Opponents again argued that more fireworks would lead to more injuries, more property damage and increases in local public safety costs because of additional fire and police calls.

State Fire Marshal Bruce West said that since sparklers and other ground-based novelties were legalized in 2002, injuries have increased by 120 percent, nearly half by people under age 20 and 22 percent by persons age 9 and younger

A handout he provided listed nearly two-dozen organizations opposing the bill, including police and fire chief associations, the Mayo Clinic and the Insurance Federation of Minnesota. 

The bill would create a fire assistance grant account funded with sales taxes on certain fireworks. Of those dollars, 50 percent would go to support local fire departments with the remainder going to the General Fund.

Rarick emphasized the provision is not to “buy off support,” rather it is to help small departments meet their equipment and training needs.

Rep. Debra Hilstrom (DFL-Brooklyn Center) said she likes fireworks, but noted the bill could violate state law. It is a felony to sell explosives to a minor, and someone convicted of a felony cannot possess firearms, silencers or explosive devices.

Rarick said he’s willing to work with Hilstrom to address the former, and that his initial reaction to the latter is a felon should not be restricted to use fireworks.
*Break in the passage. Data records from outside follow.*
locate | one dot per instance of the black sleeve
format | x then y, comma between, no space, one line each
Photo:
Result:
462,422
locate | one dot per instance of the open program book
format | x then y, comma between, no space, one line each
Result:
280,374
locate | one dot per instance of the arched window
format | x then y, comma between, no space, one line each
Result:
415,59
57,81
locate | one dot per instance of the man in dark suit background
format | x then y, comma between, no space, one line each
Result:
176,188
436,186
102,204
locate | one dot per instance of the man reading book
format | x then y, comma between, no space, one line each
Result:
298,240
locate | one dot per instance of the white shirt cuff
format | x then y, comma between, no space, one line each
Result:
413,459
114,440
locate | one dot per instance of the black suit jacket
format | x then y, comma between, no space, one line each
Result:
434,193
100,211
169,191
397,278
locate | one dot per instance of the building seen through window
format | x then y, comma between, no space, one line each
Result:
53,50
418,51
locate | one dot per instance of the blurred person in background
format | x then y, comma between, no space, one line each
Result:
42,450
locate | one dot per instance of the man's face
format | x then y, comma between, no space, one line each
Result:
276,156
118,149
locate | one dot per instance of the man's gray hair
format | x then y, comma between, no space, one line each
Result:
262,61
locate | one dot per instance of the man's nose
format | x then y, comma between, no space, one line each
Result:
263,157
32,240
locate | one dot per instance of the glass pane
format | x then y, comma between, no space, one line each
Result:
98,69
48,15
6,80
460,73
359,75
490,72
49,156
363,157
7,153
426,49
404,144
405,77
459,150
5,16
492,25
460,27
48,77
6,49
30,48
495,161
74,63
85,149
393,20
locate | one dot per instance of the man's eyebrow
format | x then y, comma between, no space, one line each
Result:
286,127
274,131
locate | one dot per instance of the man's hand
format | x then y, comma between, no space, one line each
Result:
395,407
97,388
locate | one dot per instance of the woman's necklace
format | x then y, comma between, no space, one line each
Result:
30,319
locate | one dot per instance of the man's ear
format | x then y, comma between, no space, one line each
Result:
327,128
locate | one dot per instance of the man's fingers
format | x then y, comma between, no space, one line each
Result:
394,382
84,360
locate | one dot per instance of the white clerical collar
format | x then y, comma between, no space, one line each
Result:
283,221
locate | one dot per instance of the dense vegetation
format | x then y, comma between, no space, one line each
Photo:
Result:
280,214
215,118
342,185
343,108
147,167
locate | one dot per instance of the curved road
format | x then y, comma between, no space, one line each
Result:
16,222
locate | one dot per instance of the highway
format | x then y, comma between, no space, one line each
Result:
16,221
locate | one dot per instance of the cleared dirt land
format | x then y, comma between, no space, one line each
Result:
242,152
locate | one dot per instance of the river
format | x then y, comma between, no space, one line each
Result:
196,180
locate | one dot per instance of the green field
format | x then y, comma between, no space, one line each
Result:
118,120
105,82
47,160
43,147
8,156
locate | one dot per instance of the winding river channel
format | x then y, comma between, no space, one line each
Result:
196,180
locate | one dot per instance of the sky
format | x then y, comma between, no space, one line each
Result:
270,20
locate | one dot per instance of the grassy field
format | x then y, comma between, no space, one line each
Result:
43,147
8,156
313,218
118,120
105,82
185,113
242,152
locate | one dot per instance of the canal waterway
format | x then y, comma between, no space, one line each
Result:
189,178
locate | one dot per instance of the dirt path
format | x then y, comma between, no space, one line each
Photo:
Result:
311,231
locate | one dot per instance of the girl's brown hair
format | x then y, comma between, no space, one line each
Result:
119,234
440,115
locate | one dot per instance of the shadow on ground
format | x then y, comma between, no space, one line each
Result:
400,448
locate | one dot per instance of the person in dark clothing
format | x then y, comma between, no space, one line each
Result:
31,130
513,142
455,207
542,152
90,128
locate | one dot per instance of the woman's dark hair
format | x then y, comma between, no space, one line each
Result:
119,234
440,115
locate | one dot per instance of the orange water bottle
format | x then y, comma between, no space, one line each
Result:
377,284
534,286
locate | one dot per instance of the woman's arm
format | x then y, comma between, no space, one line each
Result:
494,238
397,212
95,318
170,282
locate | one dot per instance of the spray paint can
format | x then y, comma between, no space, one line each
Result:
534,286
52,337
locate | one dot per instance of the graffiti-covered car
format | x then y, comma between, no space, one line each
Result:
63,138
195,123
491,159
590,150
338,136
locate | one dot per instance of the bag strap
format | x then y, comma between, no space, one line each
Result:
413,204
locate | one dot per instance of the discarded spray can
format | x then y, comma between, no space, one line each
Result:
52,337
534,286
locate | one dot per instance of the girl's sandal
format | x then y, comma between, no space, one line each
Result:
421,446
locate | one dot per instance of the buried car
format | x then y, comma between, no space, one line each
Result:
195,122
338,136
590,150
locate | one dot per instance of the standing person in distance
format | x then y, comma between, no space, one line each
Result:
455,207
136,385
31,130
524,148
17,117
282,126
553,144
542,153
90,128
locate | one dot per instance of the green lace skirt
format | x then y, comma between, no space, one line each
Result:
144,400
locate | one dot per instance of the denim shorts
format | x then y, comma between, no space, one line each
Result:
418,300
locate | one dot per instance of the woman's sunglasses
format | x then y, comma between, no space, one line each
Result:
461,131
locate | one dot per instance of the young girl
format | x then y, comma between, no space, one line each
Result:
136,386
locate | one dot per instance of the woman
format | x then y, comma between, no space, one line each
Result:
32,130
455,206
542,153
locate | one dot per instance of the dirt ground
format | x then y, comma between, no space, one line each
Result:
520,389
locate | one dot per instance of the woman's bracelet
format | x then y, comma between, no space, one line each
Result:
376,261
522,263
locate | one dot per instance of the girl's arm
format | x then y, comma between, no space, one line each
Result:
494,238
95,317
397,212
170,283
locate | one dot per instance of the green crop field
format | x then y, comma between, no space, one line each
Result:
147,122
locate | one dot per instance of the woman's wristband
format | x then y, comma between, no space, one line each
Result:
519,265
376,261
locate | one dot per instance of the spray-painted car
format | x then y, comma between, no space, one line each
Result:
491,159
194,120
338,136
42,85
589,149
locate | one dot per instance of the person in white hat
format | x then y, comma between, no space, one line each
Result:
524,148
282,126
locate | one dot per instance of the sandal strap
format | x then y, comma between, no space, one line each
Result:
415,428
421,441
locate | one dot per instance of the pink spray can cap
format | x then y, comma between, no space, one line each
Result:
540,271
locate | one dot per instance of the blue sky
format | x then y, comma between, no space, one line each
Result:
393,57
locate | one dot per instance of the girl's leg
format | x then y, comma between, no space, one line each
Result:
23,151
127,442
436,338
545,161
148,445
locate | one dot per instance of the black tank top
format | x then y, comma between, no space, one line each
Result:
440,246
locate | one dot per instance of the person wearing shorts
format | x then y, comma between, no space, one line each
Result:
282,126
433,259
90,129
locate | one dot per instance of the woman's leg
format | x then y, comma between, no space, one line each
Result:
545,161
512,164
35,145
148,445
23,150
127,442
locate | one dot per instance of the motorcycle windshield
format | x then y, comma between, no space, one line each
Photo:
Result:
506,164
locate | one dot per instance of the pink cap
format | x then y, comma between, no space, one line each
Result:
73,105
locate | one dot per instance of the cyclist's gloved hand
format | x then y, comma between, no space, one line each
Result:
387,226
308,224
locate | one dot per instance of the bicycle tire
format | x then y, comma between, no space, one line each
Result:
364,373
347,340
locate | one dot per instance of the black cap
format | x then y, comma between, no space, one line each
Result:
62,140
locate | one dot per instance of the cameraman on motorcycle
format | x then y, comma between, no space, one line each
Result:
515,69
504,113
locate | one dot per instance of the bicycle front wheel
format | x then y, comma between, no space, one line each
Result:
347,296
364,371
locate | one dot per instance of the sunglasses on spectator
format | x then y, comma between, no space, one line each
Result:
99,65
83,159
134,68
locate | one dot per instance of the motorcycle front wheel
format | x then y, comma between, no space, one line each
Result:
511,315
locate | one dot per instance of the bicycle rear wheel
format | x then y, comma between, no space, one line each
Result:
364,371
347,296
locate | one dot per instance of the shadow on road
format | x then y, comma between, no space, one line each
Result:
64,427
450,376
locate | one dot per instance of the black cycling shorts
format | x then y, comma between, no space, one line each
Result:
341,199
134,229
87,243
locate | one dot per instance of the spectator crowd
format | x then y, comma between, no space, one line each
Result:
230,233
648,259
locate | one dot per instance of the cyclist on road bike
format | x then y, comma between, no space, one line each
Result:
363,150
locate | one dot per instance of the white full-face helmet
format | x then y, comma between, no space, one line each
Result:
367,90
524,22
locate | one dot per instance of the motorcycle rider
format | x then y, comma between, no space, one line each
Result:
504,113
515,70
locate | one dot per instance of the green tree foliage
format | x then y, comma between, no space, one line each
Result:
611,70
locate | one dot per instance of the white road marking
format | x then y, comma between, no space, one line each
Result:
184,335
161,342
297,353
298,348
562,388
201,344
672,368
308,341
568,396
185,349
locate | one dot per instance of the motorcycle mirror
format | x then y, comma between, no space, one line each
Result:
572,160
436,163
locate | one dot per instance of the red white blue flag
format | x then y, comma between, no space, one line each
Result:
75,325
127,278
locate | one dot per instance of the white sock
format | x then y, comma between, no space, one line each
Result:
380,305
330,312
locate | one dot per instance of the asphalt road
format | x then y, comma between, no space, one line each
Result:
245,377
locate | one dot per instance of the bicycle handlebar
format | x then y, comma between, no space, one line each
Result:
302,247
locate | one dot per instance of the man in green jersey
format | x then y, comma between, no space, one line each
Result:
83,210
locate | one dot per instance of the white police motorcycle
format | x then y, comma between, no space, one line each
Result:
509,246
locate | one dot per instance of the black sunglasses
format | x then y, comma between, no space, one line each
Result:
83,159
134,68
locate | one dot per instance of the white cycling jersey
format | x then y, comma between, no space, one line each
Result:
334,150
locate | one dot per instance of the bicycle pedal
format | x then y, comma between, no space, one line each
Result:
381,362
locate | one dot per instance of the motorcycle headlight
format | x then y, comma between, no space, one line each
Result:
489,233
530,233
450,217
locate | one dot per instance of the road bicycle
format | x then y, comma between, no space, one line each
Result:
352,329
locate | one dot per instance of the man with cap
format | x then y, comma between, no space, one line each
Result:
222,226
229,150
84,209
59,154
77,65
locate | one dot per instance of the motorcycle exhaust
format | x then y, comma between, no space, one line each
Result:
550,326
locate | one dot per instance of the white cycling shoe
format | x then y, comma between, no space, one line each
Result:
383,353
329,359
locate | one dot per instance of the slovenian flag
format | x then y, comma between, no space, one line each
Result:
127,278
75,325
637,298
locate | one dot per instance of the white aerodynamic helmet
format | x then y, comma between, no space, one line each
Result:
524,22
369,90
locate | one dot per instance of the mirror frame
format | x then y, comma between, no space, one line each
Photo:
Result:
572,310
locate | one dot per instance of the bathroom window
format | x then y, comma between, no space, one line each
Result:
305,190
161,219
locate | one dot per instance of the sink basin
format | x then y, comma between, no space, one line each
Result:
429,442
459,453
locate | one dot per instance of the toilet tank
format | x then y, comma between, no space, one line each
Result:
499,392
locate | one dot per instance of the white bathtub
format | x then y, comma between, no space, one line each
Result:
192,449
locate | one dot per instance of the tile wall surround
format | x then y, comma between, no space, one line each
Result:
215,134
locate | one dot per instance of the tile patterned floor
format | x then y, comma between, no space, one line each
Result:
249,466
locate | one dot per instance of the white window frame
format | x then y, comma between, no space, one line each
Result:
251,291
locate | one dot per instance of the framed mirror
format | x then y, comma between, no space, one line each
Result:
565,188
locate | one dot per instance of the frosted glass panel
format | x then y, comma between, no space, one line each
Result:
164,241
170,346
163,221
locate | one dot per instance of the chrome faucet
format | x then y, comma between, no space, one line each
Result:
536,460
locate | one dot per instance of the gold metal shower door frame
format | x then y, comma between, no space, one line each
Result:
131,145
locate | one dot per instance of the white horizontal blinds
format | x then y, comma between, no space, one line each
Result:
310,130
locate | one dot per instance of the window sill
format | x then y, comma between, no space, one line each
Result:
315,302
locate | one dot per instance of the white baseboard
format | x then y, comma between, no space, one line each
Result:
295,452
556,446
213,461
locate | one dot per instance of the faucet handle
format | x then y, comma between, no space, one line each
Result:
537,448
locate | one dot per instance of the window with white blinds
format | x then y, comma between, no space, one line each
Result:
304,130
Again, he expressed a willingness to look deeper into the concern.

The amount of fireworks that could be sold in a tent is not prescribed in the bill, nor would background checks be required of sellers. Both concern Rep. Raymond Dehn (DFL-Mpls).

“A domestic terrorist could get access to become a retailer and buy large amounts of explosives and assemble them in a way that could cause huge damage in certain situations,” he said.